Three hours sounds like enough. Then you are forty questions in, you have spent four minutes on one question, and the math stops working. Time pressure in CSS is not about the overall duration. It is about how quickly individual questions accumulate. One slow question is fine. Ten of them means you are finishing the last twenty questions in a rush or leaving them blank.
The Two-Pass Method
The most reliable approach is a deliberate two-pass structure. In the first pass, move at one minute per question and skip anything that requires more than thirty seconds of thought. Mark it, move on. Your goal is to answer every question you know confidently before spending time on the ones you are uncertain about.
In the second pass, return to the marked questions with whatever time remains. At this stage you are not reading from scratch. You have already processed the question once.

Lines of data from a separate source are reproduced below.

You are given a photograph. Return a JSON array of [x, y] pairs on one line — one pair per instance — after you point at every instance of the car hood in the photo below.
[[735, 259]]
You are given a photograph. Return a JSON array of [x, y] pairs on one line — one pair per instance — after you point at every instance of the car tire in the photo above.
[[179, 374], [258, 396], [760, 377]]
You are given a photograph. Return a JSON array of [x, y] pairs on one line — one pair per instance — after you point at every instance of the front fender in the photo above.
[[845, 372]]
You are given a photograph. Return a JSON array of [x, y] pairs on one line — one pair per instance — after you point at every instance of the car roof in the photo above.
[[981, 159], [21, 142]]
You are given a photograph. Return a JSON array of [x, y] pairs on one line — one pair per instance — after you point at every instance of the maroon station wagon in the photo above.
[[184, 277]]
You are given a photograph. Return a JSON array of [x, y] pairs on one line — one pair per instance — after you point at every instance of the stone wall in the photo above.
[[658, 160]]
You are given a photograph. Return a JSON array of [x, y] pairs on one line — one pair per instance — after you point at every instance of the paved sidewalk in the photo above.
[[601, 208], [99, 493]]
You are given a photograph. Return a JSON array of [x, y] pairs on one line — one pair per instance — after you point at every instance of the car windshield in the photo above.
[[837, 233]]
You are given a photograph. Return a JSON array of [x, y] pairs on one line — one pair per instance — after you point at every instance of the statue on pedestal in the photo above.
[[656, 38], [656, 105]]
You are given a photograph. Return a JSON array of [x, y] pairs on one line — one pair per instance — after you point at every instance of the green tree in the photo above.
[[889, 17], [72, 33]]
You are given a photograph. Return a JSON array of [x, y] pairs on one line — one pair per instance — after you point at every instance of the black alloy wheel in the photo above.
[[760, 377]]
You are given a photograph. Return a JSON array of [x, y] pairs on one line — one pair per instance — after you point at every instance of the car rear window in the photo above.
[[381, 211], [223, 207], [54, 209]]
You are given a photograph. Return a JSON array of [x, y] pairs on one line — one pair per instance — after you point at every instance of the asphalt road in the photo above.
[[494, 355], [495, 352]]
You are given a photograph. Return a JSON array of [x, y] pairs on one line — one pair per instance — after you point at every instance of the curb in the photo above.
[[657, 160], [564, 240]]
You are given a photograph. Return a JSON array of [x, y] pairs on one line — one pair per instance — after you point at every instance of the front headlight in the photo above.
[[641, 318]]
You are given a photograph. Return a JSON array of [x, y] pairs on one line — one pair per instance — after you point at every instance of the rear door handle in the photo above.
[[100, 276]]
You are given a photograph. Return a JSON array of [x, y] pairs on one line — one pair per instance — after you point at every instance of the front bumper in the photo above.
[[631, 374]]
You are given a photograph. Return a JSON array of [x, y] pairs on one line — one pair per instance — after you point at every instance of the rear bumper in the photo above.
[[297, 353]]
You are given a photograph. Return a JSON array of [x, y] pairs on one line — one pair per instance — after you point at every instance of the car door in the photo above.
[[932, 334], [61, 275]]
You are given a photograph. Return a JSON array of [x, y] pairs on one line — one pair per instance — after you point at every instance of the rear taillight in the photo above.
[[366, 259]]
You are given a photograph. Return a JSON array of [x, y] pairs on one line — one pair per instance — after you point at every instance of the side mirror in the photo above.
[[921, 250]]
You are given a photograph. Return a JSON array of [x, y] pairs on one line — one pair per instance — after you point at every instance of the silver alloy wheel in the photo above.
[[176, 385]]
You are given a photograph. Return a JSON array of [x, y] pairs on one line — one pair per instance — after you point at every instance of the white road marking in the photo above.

Many candidates find that answers surface more easily on the second reading simply because the initial anxiety has passed.
This structure ensures you never leave behind a question you knew just because you ran out of time chasing one you did not.
How Preparation Time Affects Exam Time
Candidates who practice timed mock tests before the exam consistently outperform those who do not, not because they know more, but because they have calibrated their internal pace. After five or six full mock tests, you develop an accurate sense of how long one minute per question actually feels under pressure.
Without that practice, exam day is the first time you discover your real pace. That discovery is expensive when it happens in an actual exam.
Subject-by-Subject Pacing
Not all sections of the CSS MCQ paper are equal in time cost. Pakistan Affairs and Islamic Studies questions tend to be longer reads. General Knowledge and Everyday Science questions are typically shorter. Current Affairs questions can vary widely depending on the specific topic.
When you identify a slow section during mock tests, practice specifically on that section under timed conditions. The goal is not to rush those questions. It is to reduce the reading time through familiarity so the thinking time stays intact.
On exam day, keep a simple rule: if you cannot select an answer within ninety seconds, mark it and move. No single question is worth the compounding cost of getting behind.